Intelligence conferences test intelligence

You will probably be aware that getting myself to a conference tests my intelligence to the limit. Calculating how to coordinate the flights with the hire car and the hotel booking creates great consternation. The reverse process is just as challenging, particularly estimating when I will be handing in the car (usually best done before the departing flight takes off). The complexities of passports, currencies, tickets all conspire to confuse me, more so when different time zones come into play.

In contrast, staying in one’s home city and organising a conference should be easy. Language, currency and time zone are all set to one’s advantage. However, new tasks arise as an organiser, such as coordinating later arrivals with speaker’s timetables, organising the program so it looks as if it has a structure, and finding suitable eating and drinking venues for hard working, hard thinking colleagues, without bankrupting less well paid young researchers.

Hence, I have not be able to multi-task and attend to the blog whilst also making conference arrangements, so I will be quiet until the event starts, and then I will send you a few comments on each paper, together with the abstracts. Mind you, I am likely to get distracted by the papers themselves, and multi-tasking by blogging could be too much for me, so perhaps my silence will be even more prolonged. 

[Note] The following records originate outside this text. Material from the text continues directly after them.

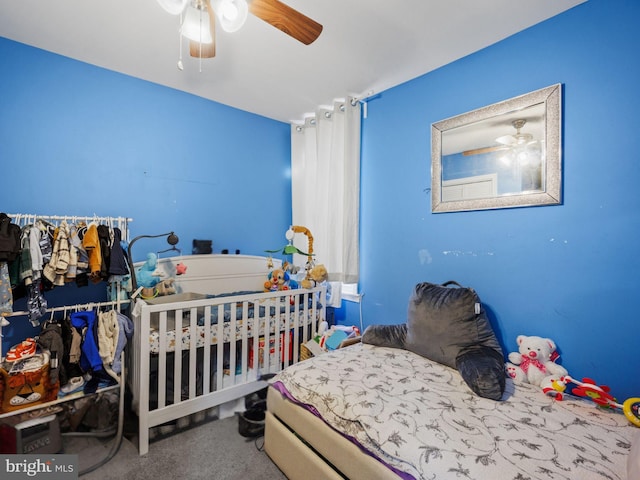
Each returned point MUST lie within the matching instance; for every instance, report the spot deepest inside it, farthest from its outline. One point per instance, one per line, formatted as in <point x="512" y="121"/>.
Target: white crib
<point x="211" y="343"/>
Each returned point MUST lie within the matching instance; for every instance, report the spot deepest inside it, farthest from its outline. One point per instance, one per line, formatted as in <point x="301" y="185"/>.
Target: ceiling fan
<point x="199" y="20"/>
<point x="506" y="141"/>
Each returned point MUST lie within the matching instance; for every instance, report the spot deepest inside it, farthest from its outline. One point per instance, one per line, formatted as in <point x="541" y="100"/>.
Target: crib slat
<point x="162" y="360"/>
<point x="193" y="344"/>
<point x="220" y="337"/>
<point x="206" y="383"/>
<point x="177" y="358"/>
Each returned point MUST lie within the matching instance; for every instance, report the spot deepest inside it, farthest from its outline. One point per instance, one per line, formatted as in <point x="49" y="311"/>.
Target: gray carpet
<point x="212" y="450"/>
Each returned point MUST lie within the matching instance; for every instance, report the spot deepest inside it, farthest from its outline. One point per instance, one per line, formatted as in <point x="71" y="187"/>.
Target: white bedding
<point x="420" y="418"/>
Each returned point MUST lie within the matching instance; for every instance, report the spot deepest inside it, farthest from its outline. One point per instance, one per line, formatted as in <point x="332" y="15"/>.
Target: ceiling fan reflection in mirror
<point x="198" y="21"/>
<point x="507" y="142"/>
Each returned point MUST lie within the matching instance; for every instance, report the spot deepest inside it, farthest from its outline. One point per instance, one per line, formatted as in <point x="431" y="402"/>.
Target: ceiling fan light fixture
<point x="196" y="25"/>
<point x="232" y="14"/>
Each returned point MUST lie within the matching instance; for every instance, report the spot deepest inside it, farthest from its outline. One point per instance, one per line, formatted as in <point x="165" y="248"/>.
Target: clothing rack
<point x="122" y="223"/>
<point x="23" y="219"/>
<point x="78" y="307"/>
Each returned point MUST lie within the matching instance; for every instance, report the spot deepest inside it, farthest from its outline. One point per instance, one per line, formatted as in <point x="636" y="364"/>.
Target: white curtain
<point x="325" y="172"/>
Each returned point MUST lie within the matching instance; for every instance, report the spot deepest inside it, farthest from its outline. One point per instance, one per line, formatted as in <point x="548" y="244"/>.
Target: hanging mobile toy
<point x="600" y="395"/>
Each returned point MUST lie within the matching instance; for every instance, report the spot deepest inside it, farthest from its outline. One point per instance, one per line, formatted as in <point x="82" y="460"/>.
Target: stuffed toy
<point x="534" y="363"/>
<point x="317" y="274"/>
<point x="449" y="326"/>
<point x="146" y="275"/>
<point x="279" y="279"/>
<point x="165" y="287"/>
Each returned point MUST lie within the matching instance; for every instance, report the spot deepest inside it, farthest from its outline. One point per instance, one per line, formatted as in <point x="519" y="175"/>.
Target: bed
<point x="376" y="412"/>
<point x="211" y="343"/>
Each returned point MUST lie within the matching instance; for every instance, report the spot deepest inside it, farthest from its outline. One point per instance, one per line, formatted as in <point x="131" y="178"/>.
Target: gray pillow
<point x="449" y="326"/>
<point x="444" y="322"/>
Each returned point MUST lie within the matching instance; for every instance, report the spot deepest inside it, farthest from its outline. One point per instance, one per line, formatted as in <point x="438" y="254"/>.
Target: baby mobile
<point x="281" y="278"/>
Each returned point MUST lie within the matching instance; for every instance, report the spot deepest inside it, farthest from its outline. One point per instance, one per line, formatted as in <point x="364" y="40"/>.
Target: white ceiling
<point x="366" y="46"/>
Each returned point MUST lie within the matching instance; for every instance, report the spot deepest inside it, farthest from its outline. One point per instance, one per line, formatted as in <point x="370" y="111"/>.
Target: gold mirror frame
<point x="487" y="121"/>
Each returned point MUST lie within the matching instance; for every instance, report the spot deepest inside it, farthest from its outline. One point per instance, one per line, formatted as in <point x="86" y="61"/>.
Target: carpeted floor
<point x="212" y="450"/>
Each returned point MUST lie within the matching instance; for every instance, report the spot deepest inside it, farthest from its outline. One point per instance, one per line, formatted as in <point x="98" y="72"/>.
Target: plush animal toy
<point x="317" y="274"/>
<point x="277" y="280"/>
<point x="146" y="275"/>
<point x="166" y="287"/>
<point x="534" y="363"/>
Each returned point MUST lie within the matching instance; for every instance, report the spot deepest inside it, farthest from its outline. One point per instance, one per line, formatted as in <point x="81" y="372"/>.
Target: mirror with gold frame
<point x="504" y="155"/>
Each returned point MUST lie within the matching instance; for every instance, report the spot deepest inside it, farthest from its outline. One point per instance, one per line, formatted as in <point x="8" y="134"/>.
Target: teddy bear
<point x="534" y="363"/>
<point x="317" y="274"/>
<point x="277" y="280"/>
<point x="146" y="275"/>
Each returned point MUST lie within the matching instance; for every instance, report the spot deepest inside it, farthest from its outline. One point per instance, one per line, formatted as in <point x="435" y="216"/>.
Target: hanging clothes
<point x="104" y="237"/>
<point x="91" y="243"/>
<point x="9" y="239"/>
<point x="6" y="295"/>
<point x="90" y="360"/>
<point x="118" y="262"/>
<point x="56" y="269"/>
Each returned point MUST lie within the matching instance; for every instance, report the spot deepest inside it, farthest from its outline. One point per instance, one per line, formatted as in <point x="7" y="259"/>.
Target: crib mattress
<point x="419" y="418"/>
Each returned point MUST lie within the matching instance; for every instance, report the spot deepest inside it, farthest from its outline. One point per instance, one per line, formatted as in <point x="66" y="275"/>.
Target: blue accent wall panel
<point x="567" y="272"/>
<point x="76" y="139"/>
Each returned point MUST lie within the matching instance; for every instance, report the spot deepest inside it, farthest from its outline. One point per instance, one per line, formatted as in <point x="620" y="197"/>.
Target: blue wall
<point x="567" y="272"/>
<point x="80" y="140"/>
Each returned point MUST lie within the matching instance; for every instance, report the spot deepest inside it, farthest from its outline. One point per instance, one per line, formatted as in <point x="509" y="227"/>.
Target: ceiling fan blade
<point x="479" y="151"/>
<point x="287" y="19"/>
<point x="205" y="50"/>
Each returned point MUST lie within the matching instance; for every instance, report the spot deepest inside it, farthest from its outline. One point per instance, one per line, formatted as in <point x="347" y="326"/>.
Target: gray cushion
<point x="444" y="322"/>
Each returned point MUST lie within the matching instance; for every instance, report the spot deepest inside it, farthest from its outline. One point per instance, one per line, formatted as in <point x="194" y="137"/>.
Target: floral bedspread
<point x="419" y="417"/>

Finally, given that the United Kingdom is having a general election tomorrow, I thought that I would use the opportunity to link that event to some aspect of intelligence. That has proved hard.


  1. perhaps the difficulty is slightly compounded by - & i'm just guessing here, + using an old test manual - "fluid" ability as measured by (rule dependent!) matrices tasks is less whippy in our mid to late 50s - in fact, the average person in their mid to late 50s on matrix patterns performs the same as an average 9 & a half year old (& the latter can look forward to future years of steady increase, while those of us in our late 50s, well... have fun at the conference!) - heck, these norms might be bad, + these data are not even longitudinal - so forget 'em! plus, as far as matching block designs goes, average late 50s-ers score like an average 13-year old - so, there's that:) have fun there, like a 13-year old would!

  2. Thanks for your encouraging comments. I think longitudinal designs are best, as you say, and the Deary data is more encouraging as regards ageing. Still, all I have to do now is work out how to link my laptop to the projector system. And the microphones. I will tackle these problems like a 13 year old.